Today’s post is an act of gratitude: I’m sharing some of the academic resources that inspired me while I was writing Old English Ecotheology. Some of these texts are quoted heavily in the book; others served as an inspiration for structure and style.
- Megan Cavell, “The Riddle Ages”
- hands-down the best online resource for study of the Exeter riddle collection
- James H. Cone, “Whose Earth is it Anyway?” Crosscurrents 50 (2000): 36-46.
- an essential ecotheological text by a leading voice in black liberation theology, which informs my ecotheology.
- Corrine Dale, The Natural World in the Exeter Book Riddles. D.S. Brewer, 2017.
- an incredible monograph on the Exeter riddle collection, to which my third chapter is deeply indebted.
- Heide Estes, Anglo-Saxon Literary Landscapes: Ecotheory and the Environmental Imagination. Amsterdam UP, 2017.
- a key example of medieval ecocriticism
- Norman Habel & the Earth Bible Team, Readings from the Perspective of Earth. Sheffield UP, 2000.
- a useful distillation of modern Christian ecocriticism and one of the foundations of the first chapter
- Jennifer Neville, Representations of the Natural World in Old English Poetry. Cambridge UP, 1999.
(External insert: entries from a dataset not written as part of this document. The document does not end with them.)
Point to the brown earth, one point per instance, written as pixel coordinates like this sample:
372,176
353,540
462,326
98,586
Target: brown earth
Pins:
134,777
- another essential example of medieval ecocriticism, and a useful conversation partner
- Kari Nixon, Kept from All Contagion. SUNY Press, 2021.
- my first monograph fairy-godmother
- Mary Rambaran-Olm, “Misnaming the Medieval: Rejecting ‘Anglo-Saxon’ Studies.” History Workshop, November 4, 2019.
- an essential voice in early Medieval English studies, and the model for my choice not to use the term A-S in the book
- Ilse Schweitzer VanDonkelaar. “Old English Ecologies: Environmental Readings of Anglo-Saxon Texts and Culture.” Ph.D. diss., Western Michigan University, 2013.
- one of two brilliant dissertations that shaped my thinking for this book, written by the editor who first acquired it!
- Kellyanne Falkenberg Wolfe, “Creation, Crisis, and Comedy: an Ecocritical Reading of the Eden Story, Joel, and Jonah.” Ph.D. diss., Union Theological Seminary, 2011.
- essential to my understanding of the Eden story (which hopefully will be next project!)
My goal is for Old English Ecotheology to be part one entry in an ongoing conversation about ecotheology in medieval literature; I’m grateful to each of the scholars above for bringing me into the conversation.